PUBLISHED: 15:06 19 October 2001 | UPDATED: 10:41 03 March 2010

MORE than 300 people have signed a petition demanding urgent new security measures including the installation of closed circuit television cameras to protect their safety.

MORE than 300 people have signed a petition demanding urgent new security measures including the installation of closed circuit television cameras to protect their safety.

The majority of people living in the centre of Woodbridge and the shopkeepers have signed a second petition asking the town council and Woodbridge Police to bring in cameras to stem a rising crime wave.

The first petition attracted the names of more than 80 businesses who were angry over the amount of petty vandalism and criminal damage, particularly at night in the town.

The campaign has gathered momentum ahead of an important meeting on Tuesday October 23 when crime issues will be discussed at 7pm at the Shire Hall in a public meeting.

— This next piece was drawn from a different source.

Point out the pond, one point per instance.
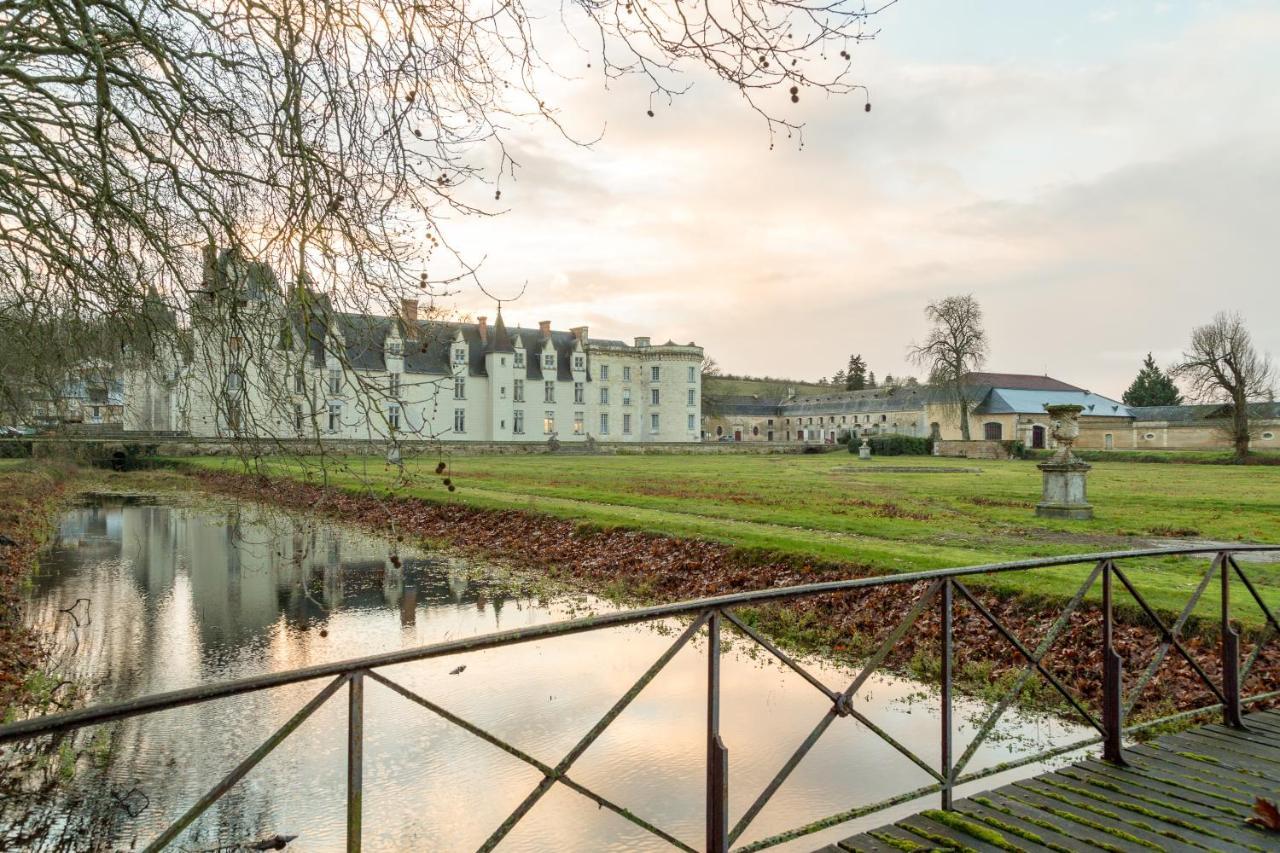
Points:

Woodbridge Police sector commander Trevor Brundle and community beat officer Robin Pivett will outline the crime ''hot spots'', discuss recent crime trends and argue the case for cameras.

Former Beirut hostage John McCarthy is one of the 320 campaigners. He had a front window smashed at his home in New Street in July when he was away.

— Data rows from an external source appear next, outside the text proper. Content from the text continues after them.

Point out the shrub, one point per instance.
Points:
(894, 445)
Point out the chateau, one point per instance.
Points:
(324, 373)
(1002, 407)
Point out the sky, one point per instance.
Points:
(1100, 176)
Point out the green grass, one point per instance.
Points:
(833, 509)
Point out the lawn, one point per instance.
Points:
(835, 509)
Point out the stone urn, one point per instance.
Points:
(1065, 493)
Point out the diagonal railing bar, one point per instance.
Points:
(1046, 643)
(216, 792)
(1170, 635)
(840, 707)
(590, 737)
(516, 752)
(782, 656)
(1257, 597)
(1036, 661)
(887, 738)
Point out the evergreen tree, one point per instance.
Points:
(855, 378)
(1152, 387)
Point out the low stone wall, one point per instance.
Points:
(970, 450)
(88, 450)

Neighbour Michael Penn had the room boarded up and then Mr Penn launched a petition, signed by Mr McCarthy, and circulated letters to residents.

Mr Penn, a part-time employee at Budgens store, said residents were fed up at the escalating amount of crime, and many elderly people were afraid to sit in their front room at night in case objects were thrown through their window.

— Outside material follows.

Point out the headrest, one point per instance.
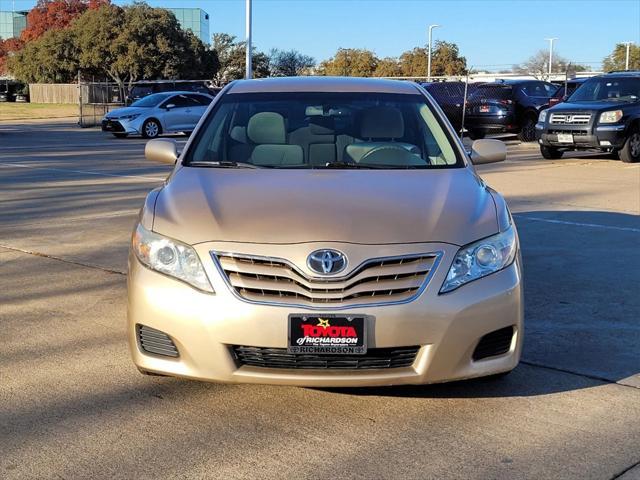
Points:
(319, 125)
(266, 128)
(382, 122)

Mr Penn said a three-point action plan would cut crime. He wants security cameras, more police officers on the beat, and the enforcement of by-laws punishing people urinating in the road.

Mr Penn said: ''There has been an increase in general misbehaviour, loutish attitudes and the speed of traffic going through New Street with youngsters leaving car doors wide open with radios blaring. Cameras would certainly help in lowering the rate of crime if they were put in strategic points around the town.

''The town has not looked so good in the past five years because there are less hanging baskets as people are afraid they would be vandalised.''

He said he had to call 999 one evening after he was chased by drunken youths whom he had told off for their anti-social behaviour.

''People say I should calm down about what is happening, but I feel so strongly about this. Publicans get a lot of the blame but it is not their fault, they can not stop the yobs behaving the way they do outside their establishment,'' said Mr Penn.

Judith Vellagalea, who runs Ye Olde Bell and Steelyard in New Street with her husband Leno, said the issue of bringing in cameras raised strong feelings among some people and all opinions had to be taken into account.

She wants more officers on the beat, and traffic calming to be positioned in New Street to improve safety for pedestrians.

A recent survey in New Street showed that in a 30-hour period 44 vehicles out of 3,508 exceeded 30mph but only two reached a speed at which police would prosecute. The town council wants it to be part of a 20mph zone.